In other plant news, let’s talk about Echinacea ‘Pink Poodle’, which we first listed in 2009. Well, as we say in the nursery business…woof, woof, woof. Yes, the name “Poodle” should have clued us in, but indeed, it turned out to be a real dog. While we first trial almost all of the new plants that we offer, there are a small number that we will occasionally list from trusted breeders, or from where we regularly monitor certain breeding programs. On a very rare occasion we find that a stray dog has made it into the nursery and such was the case with Echinacea ‘Pink Poodle’. After two years in our garden, only one flower out of several hundred turned out to be the nice double that was pictured by the breeder. The rest resembled the insanely ugly Echinacea ‘Doppelganger’, which must be in its parentage. Anyway, we have discarded our remaining stock and are offering credits to anyone who purchased this from us…just contact our office at office@plantdelights.com. We apologize for letting this one get past us.

Here at PDN, we’ve celebrated a milestone recently, as our database indicates that we have now passed the 20,000 mark for killing plants. 20,194 dead accessions (different plants) is actually our current total, so don’t even think about complaining that you have a brown thumb. Our dead/alive plant rate now stands around 50%, but since our goal is trialing, experimenting, and learning the possible parameters under which each plant will grow, these numbers are actually a good thing. Granted, if you look at the numbers from our cost for purchasing all of those plants, perhaps one might not consider this a success, but this is what allows us to offer better and often different cultural information than what you might normally read.

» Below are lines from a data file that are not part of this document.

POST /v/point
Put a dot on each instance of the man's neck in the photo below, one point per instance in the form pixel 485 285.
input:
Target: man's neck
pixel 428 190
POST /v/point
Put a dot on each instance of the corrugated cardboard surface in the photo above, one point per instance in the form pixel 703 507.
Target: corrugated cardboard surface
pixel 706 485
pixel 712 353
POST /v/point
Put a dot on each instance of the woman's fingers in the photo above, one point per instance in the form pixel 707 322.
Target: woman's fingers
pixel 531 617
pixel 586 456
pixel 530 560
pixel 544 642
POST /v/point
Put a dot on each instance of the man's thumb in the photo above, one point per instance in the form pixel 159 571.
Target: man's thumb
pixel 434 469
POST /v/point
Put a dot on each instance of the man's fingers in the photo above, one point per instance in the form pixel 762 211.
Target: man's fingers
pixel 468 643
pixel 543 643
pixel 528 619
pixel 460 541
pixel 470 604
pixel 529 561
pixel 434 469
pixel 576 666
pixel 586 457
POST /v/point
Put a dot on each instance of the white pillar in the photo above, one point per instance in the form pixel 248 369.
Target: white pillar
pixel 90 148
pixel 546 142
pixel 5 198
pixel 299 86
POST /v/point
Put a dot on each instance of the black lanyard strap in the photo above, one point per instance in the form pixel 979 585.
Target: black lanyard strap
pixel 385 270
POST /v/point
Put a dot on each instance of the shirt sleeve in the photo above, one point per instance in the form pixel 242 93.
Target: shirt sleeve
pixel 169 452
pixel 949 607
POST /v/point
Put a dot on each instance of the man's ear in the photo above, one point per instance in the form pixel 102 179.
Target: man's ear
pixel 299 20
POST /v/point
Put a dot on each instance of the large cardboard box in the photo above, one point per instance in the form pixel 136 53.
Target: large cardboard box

I’m constantly reminded of the late Dr. J.C. Raulston’s quote, “If you’re not killing plants, you’re not growing as a gardener.” No truer words were ever spoken. I wonder if the Guinness Book of World Records has a category that we fit into?

So, why do plants die? Obviously, there are many causes, and sometimes isolating the specific reason isn’t as easy as we would like. When confronted with a dead plant, especially one planted within the last couple of years, the first step is to inspect the root system. Just like humans, plant autopsies must be done as soon as possible after death to get meaningful results. If you tug on the dead stem, you will find one of three things…no root system remaining, a root system that has never emerged from the original root ball/container shape, or roots which have spread nicely into the surrounding soil.

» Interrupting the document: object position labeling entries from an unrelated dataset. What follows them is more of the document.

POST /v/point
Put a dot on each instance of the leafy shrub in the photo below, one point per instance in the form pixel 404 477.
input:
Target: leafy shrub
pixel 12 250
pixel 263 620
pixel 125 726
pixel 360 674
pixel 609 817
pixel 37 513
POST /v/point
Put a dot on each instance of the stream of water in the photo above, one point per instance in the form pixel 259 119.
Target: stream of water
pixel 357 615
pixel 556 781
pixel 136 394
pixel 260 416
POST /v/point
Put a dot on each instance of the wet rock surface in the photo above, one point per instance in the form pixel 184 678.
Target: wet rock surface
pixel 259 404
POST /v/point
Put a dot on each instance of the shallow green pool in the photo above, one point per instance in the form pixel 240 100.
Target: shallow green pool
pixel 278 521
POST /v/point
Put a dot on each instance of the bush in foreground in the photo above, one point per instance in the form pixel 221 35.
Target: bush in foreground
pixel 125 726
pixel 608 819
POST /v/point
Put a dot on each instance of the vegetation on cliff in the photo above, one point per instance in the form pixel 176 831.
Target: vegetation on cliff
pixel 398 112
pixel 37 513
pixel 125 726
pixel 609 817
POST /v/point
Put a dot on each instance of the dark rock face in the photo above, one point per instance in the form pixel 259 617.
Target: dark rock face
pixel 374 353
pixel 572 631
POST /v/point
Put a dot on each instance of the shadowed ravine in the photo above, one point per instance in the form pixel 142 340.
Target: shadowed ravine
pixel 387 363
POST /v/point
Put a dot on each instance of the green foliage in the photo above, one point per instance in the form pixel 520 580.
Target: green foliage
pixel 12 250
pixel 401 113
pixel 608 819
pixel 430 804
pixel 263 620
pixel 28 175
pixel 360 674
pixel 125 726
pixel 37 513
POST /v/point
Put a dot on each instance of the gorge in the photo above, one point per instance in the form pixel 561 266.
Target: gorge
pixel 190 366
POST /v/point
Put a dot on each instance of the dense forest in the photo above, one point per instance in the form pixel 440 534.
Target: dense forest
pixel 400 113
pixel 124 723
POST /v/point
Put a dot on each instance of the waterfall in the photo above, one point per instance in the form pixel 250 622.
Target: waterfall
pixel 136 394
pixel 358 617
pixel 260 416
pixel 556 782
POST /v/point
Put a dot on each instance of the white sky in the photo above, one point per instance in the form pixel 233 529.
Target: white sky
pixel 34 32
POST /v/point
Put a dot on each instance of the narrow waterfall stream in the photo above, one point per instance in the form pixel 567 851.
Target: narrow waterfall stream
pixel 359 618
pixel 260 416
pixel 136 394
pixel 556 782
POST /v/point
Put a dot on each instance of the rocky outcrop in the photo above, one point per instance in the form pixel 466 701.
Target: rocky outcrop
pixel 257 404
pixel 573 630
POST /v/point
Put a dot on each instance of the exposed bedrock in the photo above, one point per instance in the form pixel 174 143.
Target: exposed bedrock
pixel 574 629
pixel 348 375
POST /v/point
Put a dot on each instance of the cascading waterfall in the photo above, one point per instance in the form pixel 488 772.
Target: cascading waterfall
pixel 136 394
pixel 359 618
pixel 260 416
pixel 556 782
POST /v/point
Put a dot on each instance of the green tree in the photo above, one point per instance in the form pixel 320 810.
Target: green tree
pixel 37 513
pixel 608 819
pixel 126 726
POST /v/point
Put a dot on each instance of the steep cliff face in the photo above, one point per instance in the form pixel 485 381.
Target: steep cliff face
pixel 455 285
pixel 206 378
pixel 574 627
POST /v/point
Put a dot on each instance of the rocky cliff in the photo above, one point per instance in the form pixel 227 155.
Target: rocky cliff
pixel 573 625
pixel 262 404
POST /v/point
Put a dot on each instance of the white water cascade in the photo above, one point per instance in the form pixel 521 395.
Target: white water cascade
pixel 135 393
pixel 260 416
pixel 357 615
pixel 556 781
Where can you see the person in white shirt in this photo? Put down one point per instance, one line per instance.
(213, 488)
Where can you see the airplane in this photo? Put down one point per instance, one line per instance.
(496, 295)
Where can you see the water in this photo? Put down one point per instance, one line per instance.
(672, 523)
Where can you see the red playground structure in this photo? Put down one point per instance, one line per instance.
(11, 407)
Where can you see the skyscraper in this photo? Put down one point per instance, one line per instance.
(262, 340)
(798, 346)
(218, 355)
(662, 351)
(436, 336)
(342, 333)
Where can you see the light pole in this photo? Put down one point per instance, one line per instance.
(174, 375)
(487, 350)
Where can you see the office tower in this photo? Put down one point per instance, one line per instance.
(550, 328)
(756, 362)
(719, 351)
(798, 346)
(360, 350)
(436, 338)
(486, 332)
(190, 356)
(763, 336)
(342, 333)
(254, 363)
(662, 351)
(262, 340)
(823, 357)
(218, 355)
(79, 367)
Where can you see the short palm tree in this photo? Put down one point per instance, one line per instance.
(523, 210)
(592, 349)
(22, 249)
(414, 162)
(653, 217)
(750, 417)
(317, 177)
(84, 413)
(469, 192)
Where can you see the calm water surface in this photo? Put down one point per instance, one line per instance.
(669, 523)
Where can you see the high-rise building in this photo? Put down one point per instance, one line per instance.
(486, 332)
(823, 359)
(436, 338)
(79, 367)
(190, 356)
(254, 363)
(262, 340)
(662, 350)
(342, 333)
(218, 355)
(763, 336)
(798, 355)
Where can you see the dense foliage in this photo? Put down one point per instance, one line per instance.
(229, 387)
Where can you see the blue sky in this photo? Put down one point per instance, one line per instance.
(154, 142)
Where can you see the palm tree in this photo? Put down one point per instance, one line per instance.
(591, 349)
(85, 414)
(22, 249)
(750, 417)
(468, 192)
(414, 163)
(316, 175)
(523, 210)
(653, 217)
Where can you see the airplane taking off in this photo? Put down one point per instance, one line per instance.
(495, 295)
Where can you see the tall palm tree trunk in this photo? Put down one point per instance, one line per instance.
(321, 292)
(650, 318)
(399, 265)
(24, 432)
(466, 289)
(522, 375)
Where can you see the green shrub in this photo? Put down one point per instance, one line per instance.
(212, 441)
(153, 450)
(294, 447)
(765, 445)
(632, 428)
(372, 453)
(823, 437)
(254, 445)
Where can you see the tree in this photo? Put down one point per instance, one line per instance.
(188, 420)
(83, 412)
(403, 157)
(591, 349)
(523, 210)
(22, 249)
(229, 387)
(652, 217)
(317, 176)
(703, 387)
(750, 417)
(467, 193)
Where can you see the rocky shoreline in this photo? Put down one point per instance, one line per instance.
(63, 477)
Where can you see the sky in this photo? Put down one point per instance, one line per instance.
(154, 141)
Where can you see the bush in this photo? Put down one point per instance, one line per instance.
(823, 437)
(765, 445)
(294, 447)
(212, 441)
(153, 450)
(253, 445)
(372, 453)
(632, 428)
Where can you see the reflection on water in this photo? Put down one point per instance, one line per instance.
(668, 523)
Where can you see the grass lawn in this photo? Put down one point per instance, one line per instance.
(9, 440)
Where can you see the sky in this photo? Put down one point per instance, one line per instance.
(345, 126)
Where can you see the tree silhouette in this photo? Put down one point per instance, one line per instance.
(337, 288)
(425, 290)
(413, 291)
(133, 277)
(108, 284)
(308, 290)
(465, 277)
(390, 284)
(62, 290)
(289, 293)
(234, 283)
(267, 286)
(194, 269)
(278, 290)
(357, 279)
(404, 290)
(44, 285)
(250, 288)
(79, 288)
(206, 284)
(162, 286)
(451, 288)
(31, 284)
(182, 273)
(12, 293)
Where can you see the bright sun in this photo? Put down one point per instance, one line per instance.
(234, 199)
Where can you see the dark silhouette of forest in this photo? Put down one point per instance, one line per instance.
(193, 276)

If you encounter no roots, then the roots were probably either eaten by a vole (thumb sized tunnel will be found nearby) or the roots rotted, which often indicates a poorly drained soil or soil borne disease. If the roots are still in the form of the original container, your plant dried up and died due to poor planting practices. Plants in containers are grown primarily in pine bark, and during the growing season in a nursery they are typically watered at least twice every day…anything less and the plant dies. By not breaking up the root ball and removing most of the potting soil, the roots assume they are still in the pot. It is virtually impossible to apply enough water to keep the root ball moist once it has been planted. If you are able to water enough to keep the root ball moist, the surrounding ground will most likely then be too wet.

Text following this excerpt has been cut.